1. The problem statement, all variables and given/known data

Draw the lowest-order Feynman diagram for the decay: $$K^+ \rightarrow l^+\nu_l$$

2. Relevant equations

Kaon structure is given as $$u\bar{s}$$

3. The attempt at a solution

So I know that you can get a lepton and an associated neutrino from a W decay, where the strange quark would flip over to a charm quark in the kaon. The question doesn't say there's a pion produced, though, only the lepton and neutrino. Is there an actual decay here that vaporizes the kaon completely into a lepton and neutrino without leaving the up quark just sitting around?
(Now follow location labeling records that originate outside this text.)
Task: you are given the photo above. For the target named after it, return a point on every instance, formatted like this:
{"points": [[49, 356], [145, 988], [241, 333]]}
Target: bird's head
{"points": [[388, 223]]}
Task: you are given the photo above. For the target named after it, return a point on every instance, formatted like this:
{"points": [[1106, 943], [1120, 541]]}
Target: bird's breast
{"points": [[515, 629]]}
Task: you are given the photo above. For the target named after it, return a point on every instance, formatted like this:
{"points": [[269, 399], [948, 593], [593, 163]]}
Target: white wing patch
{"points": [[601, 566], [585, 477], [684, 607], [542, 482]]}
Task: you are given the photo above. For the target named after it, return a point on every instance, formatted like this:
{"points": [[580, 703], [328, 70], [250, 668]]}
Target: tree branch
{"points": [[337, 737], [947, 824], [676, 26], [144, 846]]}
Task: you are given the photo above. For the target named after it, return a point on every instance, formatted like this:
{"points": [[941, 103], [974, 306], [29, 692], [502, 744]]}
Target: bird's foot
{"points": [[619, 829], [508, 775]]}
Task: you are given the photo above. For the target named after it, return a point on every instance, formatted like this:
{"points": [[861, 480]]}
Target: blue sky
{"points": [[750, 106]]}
I drew a diagram (dunno how to represent in TeX) that shows a USbar going to a UCbar where the Sbar decays into a W+ which decays into a lepton and neutrino. Am I missing something? Does the UCbar go away or is it just ignored?

2. Apr 19, 2012

### Steely Dan

If such a decay exists, then something needs to happen to the quarks to produce virtual particles other than the lepton and neutrino, and those virtual particles need to be used up in the process of making the end state products so that they too don't appear at the end (since they're virtual, after all). So try finding a more complicated internal set of interactions that accomplishes this.

3. Apr 20, 2012

### fzero

The CKM matrix directly couples all up type quarks to all down type quarks (in particular u and s). There's no need to involve a charm quark.

4. Apr 20, 2012

### Ai52487963

I see. I was getting confused with a table I have as a reminder that: when you change particular flavor states (like from C to S or U to D) you emit a W+ and a W- for the reverse operation. I thought in order to go from like a U -> D, D -> C, C -> S you had to emit a W+ each time.
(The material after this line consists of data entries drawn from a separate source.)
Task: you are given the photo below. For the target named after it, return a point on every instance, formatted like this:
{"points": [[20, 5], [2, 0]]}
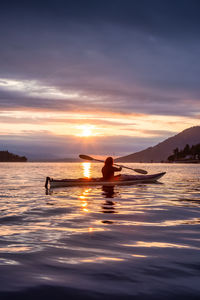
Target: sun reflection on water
{"points": [[83, 198], [86, 166]]}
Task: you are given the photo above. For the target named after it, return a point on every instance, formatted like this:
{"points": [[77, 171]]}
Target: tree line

So the CKM matrix takes care of that?

5. Apr 20, 2012

### fzero

By couple I mean there is a W involved. But there are direct couplings $u\leftrightarrow d$, $u\leftrightarrow s$, $u\leftrightarrow b$, as well as the analogous couplings for the other up type quarks.
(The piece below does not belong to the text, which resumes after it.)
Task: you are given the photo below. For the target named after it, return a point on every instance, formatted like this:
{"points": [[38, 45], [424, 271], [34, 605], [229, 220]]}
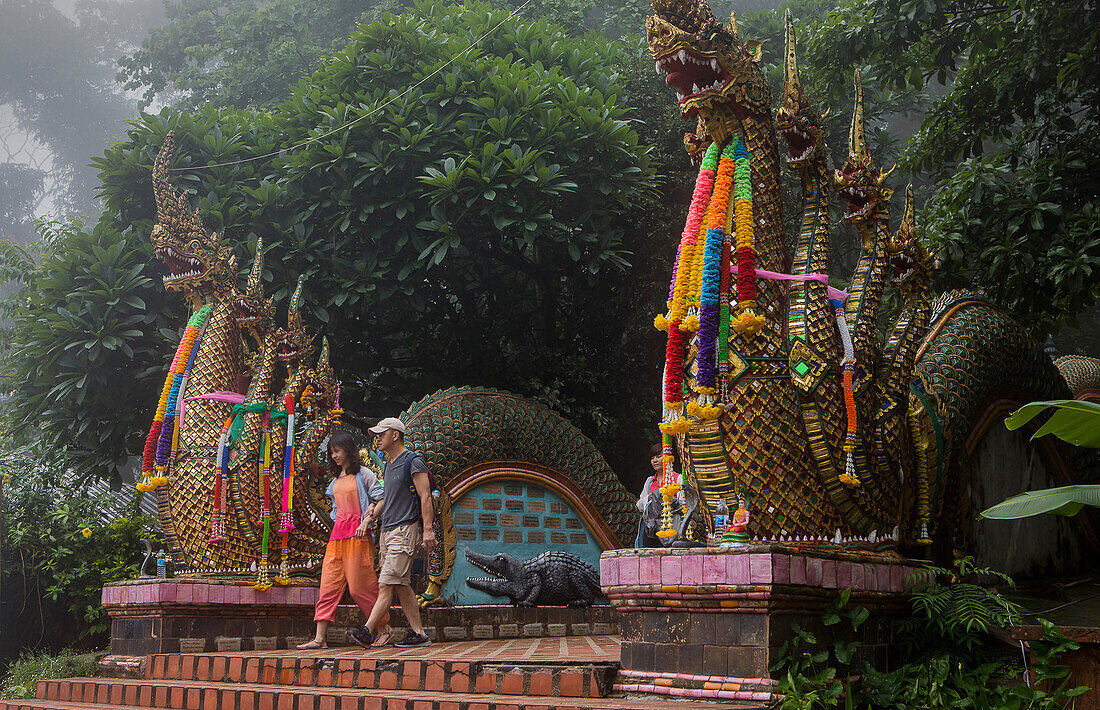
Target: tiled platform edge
{"points": [[708, 622], [195, 615]]}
This is usually explained in terms of the weak eigenstates not being diagonal in the mass eigenstates. Let $u,c,t,d,s,b$ be the mass eigenstates. Then the weak eigenstates are $u,c,t,d',s',b'$. In terms of the CKM matrix $V_{ij}$, we can write

$$d' = V_{ud} d + V_{us} s + V_{ub}b.$$

The couplings to the W bosons are of the schematic form

$$\bar{u} W d' = V_{ud} \bar{u} W d + V_{us}\bar{u} W s + V_{ub}\bar{u} W b.$$

In particular, there will be a coupling between $u$ and $\bar{s}$ that depends on $V_{su}^*$.